Loving this quote from Barbra Streisand,
“I’ve been called many names like perfectionist, difficult and obsessive. I think it takes obsession, takes searching for the details, for any artist to be good.”
Do I agree with it? Do I agree with it when applied to running your own agency business? Well, yes and no.
Yes, perfectionist.
Yes, difficult.
Yes, obsessive.
But also, no.
One side of running a great agency is not settling for second best. Not being happy with good enough.
This all reminds me of the George Bernard Shaw quote,
“The reasonable man adapts himself to the world; the unreasonable one persists in trying to adapt the world to himself.
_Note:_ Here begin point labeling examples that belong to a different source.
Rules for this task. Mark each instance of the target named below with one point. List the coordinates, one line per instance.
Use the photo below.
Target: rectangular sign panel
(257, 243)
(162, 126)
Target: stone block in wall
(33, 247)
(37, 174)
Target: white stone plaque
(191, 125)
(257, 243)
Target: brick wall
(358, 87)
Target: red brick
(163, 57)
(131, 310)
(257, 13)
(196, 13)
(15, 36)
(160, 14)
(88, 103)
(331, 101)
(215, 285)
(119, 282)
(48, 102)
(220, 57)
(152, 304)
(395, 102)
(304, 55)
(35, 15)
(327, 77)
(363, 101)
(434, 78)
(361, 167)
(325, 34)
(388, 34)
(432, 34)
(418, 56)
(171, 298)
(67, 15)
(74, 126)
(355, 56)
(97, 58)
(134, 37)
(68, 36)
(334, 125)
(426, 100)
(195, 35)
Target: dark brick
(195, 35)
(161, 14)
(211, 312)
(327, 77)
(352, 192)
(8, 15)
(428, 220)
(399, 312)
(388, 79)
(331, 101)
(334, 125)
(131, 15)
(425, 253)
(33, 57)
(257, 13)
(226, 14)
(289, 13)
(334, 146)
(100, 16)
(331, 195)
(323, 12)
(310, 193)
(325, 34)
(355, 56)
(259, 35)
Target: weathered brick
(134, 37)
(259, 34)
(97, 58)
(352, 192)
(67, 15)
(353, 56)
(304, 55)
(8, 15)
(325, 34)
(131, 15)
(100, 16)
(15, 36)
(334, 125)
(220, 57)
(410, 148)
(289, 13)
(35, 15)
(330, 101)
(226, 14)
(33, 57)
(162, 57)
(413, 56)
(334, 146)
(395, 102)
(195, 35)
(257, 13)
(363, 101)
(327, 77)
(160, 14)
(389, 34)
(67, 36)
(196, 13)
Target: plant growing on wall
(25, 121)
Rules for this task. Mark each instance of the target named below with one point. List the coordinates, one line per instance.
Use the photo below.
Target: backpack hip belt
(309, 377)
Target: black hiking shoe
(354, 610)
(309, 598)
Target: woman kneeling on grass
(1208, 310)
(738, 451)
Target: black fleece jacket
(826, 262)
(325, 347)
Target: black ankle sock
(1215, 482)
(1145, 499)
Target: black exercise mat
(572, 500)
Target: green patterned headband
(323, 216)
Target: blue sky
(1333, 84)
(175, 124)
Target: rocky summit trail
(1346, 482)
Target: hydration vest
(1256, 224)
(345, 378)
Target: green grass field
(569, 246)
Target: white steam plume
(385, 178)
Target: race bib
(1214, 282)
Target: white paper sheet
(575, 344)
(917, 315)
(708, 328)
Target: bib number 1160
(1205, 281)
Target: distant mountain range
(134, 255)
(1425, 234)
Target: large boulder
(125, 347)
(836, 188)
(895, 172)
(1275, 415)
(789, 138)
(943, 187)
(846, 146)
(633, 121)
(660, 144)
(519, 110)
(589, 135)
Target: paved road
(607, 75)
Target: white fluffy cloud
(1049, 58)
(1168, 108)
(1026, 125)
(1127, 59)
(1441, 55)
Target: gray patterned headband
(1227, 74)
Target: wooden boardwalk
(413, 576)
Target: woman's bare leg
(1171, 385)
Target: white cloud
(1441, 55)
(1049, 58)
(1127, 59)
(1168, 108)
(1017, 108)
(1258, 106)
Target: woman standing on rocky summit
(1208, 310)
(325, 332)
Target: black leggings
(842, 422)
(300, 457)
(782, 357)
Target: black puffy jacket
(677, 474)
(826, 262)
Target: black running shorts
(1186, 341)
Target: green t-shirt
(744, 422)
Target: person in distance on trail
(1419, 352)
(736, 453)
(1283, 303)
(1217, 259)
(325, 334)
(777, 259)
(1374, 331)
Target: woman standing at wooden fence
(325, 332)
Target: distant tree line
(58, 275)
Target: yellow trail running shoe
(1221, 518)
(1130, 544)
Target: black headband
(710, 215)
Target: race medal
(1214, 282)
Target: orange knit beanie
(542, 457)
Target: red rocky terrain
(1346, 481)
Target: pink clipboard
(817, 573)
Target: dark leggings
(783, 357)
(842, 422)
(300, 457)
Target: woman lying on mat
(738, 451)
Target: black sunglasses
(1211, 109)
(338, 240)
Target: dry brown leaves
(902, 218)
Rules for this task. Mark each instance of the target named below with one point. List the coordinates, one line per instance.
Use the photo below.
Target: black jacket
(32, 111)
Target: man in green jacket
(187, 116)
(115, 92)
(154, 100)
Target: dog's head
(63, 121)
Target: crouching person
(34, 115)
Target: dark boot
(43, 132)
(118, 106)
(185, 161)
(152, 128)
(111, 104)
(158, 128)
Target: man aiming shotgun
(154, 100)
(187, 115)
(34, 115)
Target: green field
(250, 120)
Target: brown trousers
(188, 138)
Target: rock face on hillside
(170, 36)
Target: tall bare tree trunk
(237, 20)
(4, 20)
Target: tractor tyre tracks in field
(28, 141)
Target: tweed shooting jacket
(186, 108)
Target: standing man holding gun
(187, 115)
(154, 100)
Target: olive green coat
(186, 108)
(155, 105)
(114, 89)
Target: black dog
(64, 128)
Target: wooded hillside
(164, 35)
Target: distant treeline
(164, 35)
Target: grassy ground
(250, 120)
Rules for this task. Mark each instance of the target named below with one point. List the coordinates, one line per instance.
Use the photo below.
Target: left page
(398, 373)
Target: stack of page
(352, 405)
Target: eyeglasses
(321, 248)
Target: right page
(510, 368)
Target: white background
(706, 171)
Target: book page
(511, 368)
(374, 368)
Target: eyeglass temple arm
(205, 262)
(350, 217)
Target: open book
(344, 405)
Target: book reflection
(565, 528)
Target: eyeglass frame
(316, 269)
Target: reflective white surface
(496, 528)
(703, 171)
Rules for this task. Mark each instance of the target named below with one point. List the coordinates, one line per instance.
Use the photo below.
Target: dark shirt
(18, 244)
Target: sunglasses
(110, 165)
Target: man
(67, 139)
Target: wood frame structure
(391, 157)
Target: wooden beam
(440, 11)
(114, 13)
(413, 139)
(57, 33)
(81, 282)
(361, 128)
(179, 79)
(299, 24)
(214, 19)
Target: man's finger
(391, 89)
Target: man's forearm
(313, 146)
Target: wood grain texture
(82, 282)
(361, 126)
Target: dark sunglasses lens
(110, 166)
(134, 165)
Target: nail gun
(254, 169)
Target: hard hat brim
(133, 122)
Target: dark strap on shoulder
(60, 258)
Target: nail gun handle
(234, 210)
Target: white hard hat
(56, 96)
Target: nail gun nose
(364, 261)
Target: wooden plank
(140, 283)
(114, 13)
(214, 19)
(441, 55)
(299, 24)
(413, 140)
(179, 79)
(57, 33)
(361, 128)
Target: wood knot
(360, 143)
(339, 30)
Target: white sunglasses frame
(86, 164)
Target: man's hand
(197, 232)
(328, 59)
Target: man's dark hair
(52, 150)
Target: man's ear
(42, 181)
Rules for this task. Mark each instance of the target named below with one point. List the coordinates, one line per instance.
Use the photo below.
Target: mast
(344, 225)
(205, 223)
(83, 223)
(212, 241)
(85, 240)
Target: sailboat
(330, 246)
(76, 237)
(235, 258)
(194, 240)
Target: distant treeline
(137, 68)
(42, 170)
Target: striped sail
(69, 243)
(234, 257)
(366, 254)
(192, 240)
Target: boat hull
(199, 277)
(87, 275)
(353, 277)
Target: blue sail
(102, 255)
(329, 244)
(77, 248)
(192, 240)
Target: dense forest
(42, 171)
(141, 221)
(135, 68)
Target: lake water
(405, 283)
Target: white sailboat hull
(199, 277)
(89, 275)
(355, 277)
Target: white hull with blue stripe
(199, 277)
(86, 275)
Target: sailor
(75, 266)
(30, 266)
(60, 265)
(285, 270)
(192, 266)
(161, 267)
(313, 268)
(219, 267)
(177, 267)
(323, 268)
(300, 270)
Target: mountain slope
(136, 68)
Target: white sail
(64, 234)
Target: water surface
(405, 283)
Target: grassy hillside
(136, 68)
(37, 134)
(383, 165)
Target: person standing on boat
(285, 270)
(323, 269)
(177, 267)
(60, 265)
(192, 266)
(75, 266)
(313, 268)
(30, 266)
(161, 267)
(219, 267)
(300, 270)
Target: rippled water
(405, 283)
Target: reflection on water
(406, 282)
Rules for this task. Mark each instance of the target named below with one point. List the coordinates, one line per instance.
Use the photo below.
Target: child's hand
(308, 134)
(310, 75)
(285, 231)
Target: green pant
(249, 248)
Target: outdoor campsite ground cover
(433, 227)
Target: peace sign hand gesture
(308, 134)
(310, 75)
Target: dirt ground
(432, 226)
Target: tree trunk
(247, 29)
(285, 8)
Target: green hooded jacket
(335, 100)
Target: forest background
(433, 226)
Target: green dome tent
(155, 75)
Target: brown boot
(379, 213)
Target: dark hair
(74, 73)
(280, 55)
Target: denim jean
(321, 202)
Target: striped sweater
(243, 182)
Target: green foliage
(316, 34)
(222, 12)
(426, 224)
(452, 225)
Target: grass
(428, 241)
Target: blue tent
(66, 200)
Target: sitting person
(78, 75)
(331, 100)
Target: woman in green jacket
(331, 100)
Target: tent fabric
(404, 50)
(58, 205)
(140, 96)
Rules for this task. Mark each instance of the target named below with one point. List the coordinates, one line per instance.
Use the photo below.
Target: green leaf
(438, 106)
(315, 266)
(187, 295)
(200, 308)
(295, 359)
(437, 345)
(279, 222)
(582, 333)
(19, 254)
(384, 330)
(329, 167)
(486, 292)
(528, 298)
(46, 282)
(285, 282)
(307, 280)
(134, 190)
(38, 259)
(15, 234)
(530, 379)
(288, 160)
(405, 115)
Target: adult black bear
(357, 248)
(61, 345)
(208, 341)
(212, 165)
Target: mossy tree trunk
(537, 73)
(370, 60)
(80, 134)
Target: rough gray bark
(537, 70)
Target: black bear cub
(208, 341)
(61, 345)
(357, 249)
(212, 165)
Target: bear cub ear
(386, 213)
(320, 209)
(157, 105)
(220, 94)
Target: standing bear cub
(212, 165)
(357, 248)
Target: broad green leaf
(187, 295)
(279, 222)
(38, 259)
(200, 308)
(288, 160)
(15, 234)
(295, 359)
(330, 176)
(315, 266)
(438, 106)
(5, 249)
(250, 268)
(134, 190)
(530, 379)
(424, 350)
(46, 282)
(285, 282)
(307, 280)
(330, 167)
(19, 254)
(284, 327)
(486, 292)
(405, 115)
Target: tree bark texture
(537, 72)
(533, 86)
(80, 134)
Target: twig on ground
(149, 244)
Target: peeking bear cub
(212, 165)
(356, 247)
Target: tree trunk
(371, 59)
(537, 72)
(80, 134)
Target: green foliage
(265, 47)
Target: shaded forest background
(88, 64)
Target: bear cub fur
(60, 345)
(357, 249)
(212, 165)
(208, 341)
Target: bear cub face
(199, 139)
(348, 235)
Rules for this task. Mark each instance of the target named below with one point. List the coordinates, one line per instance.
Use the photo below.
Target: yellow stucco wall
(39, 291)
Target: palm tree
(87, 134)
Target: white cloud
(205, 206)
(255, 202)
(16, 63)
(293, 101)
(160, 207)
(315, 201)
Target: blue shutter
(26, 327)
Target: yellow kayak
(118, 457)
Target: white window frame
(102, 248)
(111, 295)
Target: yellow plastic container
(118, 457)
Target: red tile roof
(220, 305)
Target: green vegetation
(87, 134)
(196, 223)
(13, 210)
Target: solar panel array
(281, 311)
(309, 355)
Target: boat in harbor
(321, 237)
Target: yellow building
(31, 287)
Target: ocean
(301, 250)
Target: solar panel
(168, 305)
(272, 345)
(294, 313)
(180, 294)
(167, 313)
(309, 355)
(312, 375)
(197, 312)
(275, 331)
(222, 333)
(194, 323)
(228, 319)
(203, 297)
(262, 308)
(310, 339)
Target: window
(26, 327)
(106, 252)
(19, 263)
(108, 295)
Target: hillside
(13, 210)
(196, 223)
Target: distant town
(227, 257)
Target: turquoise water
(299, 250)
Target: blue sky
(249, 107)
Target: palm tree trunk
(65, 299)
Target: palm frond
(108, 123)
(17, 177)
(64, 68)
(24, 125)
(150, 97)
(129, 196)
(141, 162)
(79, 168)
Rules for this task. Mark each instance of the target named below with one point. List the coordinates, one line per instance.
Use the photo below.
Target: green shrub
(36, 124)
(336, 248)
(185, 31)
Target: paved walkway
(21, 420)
Therefore, all progress depends on the unreasonable man.”
Yes, you need to strive and yes, you need to push the boundaries.
However, these attributes – perfectionist, difficult, obsessive – just in case these are characteristics you display or aspire to, can make you pretty difficult to live with.
There has to be a flip-side that they miss. A yin to their yang. The capacity to step back and see the bigger picture. The capacity to see things from the point of view of the customer, to understand what is important to them. The ability to deliver on time, to specification.
What is clear to me is that your agency does need two characters (ideally two people) running it: the visionary (extrovert, strategist, blue-skies, big-picture thinker) and an implementer or integrator (making stuff happen when and where and how it was scheduled).
The side of obsession I struggle with is when it turns from perfectionist and difficult to downright obnoxious, thick-skinned, selfish and win-at-all-cost.
Put simply, I do not believe you need to be a total and utter sh*t to be successful. After all, success, for most of us, is not simply about valuation on exit. If it were, we’d be in banking.